In a city with as many CCTV cameras as London, you have to hope the police are using them for one thing and one thing only: fighting crime. Judging by this official police Twitter feed, that is not the case.
@NPASLondon is the official account for the London Metropolitan Police air service, and it just posted what basically amounts to a paparazzi shot from one of its surveillance cameras. The image shows a man in a suit, the time the photo was taken, and what appears to be a police GPS location.
The Twitter account wasn’t asking people to identify the man in relation to a crime. It was just playing Spot The Celebrity, joking that the man could be a certain well-known comedian.
Along with a handful of guesses about the comedian’s identity, most people replying to the tweet were shocked. Why were the police posting surveillance photos for entertainment, without the subject’s consent?
.@NPASLondon Do you have permission to tweet photo and location of comedian from heli camera?
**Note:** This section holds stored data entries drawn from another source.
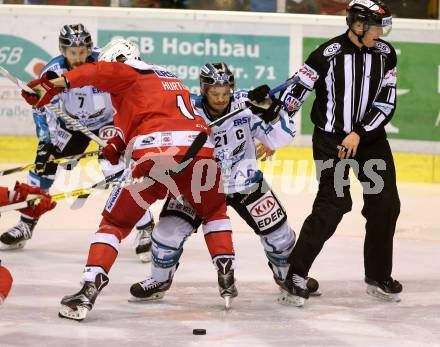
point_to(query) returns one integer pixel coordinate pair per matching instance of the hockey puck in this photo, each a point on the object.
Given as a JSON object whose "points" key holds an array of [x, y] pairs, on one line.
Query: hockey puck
{"points": [[199, 331]]}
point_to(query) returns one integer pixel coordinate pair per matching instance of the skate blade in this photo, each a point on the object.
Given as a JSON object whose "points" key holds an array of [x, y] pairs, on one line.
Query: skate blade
{"points": [[154, 297], [380, 294], [289, 299], [145, 257], [18, 245], [79, 314]]}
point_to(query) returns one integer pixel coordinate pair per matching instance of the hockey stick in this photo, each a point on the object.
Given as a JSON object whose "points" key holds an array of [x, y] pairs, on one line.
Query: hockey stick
{"points": [[290, 81], [64, 160], [66, 118]]}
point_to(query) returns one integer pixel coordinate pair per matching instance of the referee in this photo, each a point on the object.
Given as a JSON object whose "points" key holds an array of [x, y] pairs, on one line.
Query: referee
{"points": [[354, 76]]}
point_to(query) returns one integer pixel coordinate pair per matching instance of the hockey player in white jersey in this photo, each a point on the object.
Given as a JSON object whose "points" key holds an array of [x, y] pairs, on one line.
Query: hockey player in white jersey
{"points": [[93, 109], [247, 192]]}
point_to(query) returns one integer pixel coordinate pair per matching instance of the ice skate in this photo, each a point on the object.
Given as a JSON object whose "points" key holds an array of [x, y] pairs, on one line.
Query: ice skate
{"points": [[226, 281], [149, 290], [143, 241], [78, 305], [385, 290], [16, 237], [294, 291], [313, 286]]}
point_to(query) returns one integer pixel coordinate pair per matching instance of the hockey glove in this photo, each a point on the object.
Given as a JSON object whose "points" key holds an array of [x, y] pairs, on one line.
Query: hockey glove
{"points": [[45, 90], [113, 150], [21, 192], [259, 94], [45, 153], [5, 283], [267, 110]]}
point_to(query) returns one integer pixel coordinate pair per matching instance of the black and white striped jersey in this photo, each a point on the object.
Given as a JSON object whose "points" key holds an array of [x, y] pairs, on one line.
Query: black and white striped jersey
{"points": [[355, 88]]}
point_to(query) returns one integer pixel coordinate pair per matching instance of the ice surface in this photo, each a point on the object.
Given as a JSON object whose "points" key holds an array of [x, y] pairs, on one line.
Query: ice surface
{"points": [[50, 266]]}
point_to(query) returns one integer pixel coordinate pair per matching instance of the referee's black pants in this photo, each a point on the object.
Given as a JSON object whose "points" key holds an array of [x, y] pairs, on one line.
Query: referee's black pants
{"points": [[333, 201]]}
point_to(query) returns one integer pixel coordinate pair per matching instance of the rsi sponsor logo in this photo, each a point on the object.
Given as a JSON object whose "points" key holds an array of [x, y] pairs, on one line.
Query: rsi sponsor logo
{"points": [[167, 139], [383, 47], [390, 74], [263, 207], [271, 220], [107, 132]]}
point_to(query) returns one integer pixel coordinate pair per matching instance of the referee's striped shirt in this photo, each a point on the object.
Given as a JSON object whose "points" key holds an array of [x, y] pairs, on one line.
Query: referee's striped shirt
{"points": [[355, 88]]}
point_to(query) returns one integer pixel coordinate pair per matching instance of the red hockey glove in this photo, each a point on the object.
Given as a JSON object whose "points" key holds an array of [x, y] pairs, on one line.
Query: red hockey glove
{"points": [[5, 283], [21, 192], [113, 150], [46, 90]]}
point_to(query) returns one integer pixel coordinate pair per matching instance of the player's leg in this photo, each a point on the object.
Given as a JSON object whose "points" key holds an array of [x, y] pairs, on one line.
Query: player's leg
{"points": [[210, 206]]}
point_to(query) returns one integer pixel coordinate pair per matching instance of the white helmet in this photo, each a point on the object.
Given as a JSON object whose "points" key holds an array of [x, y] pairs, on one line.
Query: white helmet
{"points": [[117, 47]]}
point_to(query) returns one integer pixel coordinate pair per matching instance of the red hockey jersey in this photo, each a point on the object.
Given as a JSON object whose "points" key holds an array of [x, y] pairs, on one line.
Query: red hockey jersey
{"points": [[153, 105]]}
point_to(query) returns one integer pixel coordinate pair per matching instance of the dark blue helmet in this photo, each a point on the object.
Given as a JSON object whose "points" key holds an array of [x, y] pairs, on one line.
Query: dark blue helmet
{"points": [[370, 13], [74, 35], [215, 74]]}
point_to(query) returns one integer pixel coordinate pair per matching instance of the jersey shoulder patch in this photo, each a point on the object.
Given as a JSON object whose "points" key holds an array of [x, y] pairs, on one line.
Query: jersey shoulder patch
{"points": [[332, 49]]}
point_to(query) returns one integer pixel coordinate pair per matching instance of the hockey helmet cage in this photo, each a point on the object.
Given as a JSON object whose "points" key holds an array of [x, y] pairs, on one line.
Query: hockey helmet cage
{"points": [[118, 48], [215, 74], [74, 35], [371, 13]]}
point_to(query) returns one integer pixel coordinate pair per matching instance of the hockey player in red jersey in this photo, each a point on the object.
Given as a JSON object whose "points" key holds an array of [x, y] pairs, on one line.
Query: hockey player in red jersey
{"points": [[156, 124], [19, 194]]}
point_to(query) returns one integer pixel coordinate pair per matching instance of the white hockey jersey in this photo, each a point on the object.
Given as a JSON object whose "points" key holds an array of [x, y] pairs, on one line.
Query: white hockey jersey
{"points": [[89, 105], [233, 139]]}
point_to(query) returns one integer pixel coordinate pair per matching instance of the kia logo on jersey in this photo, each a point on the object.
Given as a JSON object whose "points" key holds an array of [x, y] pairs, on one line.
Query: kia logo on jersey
{"points": [[107, 132], [263, 207]]}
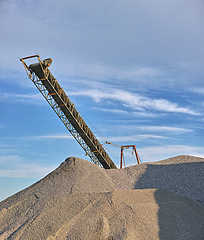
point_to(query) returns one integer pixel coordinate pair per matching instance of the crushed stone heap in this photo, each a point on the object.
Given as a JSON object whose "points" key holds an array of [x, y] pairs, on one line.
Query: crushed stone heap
{"points": [[79, 200]]}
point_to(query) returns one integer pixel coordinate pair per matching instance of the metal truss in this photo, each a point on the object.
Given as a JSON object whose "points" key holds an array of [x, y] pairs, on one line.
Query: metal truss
{"points": [[66, 111]]}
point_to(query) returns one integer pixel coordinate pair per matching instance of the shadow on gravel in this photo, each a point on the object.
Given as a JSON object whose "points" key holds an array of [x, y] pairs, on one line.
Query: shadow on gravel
{"points": [[186, 179]]}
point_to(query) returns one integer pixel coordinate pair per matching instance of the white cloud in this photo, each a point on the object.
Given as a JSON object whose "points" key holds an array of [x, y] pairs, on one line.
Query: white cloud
{"points": [[22, 98], [156, 153], [135, 101]]}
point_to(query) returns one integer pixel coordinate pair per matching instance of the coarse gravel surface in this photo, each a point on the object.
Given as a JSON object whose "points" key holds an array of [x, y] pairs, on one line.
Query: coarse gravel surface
{"points": [[79, 200]]}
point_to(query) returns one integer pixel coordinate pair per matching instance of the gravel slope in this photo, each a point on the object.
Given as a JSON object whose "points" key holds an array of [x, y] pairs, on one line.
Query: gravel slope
{"points": [[79, 200]]}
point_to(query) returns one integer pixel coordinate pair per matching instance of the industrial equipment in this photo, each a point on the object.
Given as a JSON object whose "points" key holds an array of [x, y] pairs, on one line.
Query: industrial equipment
{"points": [[133, 150], [50, 88]]}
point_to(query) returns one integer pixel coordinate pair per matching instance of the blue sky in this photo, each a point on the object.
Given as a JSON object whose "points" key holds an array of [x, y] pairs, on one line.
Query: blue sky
{"points": [[133, 69]]}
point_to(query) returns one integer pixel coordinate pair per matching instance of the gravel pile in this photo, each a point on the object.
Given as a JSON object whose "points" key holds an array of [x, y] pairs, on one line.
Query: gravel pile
{"points": [[79, 200], [183, 174]]}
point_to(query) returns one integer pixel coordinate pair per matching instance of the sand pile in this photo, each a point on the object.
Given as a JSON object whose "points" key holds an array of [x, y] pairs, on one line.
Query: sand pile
{"points": [[79, 200]]}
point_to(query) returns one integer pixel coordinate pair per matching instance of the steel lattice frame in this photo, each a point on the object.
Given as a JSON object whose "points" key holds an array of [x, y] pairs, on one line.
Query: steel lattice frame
{"points": [[66, 111], [62, 116]]}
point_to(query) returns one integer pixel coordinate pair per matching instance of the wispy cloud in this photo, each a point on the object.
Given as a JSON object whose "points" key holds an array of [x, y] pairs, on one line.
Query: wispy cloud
{"points": [[136, 101], [155, 153], [134, 138], [22, 98]]}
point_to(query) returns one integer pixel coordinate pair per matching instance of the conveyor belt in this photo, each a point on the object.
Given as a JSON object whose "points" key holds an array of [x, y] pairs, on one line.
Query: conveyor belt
{"points": [[65, 109]]}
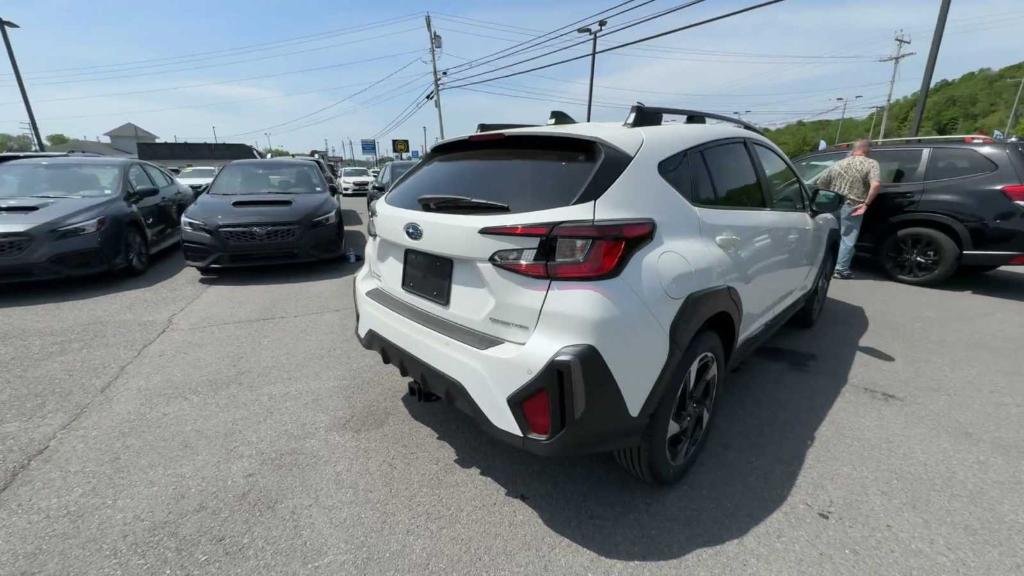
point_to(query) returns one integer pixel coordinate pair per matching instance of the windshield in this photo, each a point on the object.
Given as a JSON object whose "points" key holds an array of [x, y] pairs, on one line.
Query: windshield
{"points": [[59, 180], [198, 173], [267, 177], [811, 168]]}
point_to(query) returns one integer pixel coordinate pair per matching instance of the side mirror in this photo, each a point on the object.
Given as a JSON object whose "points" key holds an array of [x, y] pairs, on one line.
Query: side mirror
{"points": [[146, 192], [826, 202]]}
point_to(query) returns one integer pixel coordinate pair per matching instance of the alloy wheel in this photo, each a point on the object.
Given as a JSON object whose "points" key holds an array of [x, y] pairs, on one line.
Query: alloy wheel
{"points": [[690, 417], [913, 256]]}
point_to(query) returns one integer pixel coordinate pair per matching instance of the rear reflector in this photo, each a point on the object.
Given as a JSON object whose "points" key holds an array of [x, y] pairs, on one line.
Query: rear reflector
{"points": [[1014, 193], [592, 250], [537, 409]]}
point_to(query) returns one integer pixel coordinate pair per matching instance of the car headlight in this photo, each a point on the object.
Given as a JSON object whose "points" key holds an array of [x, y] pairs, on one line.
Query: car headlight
{"points": [[83, 228], [327, 219], [193, 225]]}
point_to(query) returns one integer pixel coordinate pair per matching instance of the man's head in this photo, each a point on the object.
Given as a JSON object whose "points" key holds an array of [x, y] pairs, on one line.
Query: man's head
{"points": [[861, 148]]}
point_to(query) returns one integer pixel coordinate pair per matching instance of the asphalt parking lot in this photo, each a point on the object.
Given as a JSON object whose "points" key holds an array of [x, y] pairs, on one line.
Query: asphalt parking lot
{"points": [[233, 425]]}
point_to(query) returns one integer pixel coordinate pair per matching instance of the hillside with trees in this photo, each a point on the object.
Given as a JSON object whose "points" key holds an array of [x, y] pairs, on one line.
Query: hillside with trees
{"points": [[976, 103]]}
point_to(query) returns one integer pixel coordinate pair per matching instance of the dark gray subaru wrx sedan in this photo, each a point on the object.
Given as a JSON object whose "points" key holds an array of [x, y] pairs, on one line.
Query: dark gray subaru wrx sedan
{"points": [[263, 212]]}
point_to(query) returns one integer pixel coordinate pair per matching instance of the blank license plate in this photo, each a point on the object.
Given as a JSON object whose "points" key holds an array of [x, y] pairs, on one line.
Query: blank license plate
{"points": [[427, 276]]}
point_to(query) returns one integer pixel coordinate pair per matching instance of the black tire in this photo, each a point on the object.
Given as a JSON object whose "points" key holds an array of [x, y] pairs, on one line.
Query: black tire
{"points": [[136, 252], [920, 255], [666, 452], [808, 315]]}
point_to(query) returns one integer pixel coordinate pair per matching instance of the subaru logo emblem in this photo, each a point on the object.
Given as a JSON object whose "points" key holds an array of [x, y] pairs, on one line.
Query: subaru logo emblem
{"points": [[414, 232]]}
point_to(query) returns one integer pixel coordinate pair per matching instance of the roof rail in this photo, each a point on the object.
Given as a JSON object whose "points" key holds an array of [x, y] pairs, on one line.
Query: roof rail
{"points": [[969, 138], [482, 127], [641, 115]]}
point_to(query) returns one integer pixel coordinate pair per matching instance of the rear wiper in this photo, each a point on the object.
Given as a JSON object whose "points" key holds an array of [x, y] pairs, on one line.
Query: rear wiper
{"points": [[432, 203]]}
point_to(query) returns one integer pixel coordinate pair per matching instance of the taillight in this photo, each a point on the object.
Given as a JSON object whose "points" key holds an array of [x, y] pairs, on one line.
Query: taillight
{"points": [[1015, 193], [537, 410], [572, 250]]}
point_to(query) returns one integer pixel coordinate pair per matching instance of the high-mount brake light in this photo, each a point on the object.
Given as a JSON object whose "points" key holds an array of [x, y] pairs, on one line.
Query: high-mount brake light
{"points": [[591, 250]]}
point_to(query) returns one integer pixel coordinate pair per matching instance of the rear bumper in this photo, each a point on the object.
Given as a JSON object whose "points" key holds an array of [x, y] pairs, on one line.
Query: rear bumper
{"points": [[205, 250], [588, 411], [981, 258]]}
Or is this ok as he has “nothing to hide”?
— Alex Howell (@brumeye) July 15, 2015
According to the U.K.’s government’s surveillance camera code of practice, cameras should only be used “in pursuit of a legitimate aim.” It’s hard to see how a celebrity guessing game complies with this section of the code:
“The disclosure of images and other information obtained from a surveillance camera system must be controlled and consistent with the stated purpose for which the system was established.”
After about three hours, the photo was deleted without comment from @NPASLondon.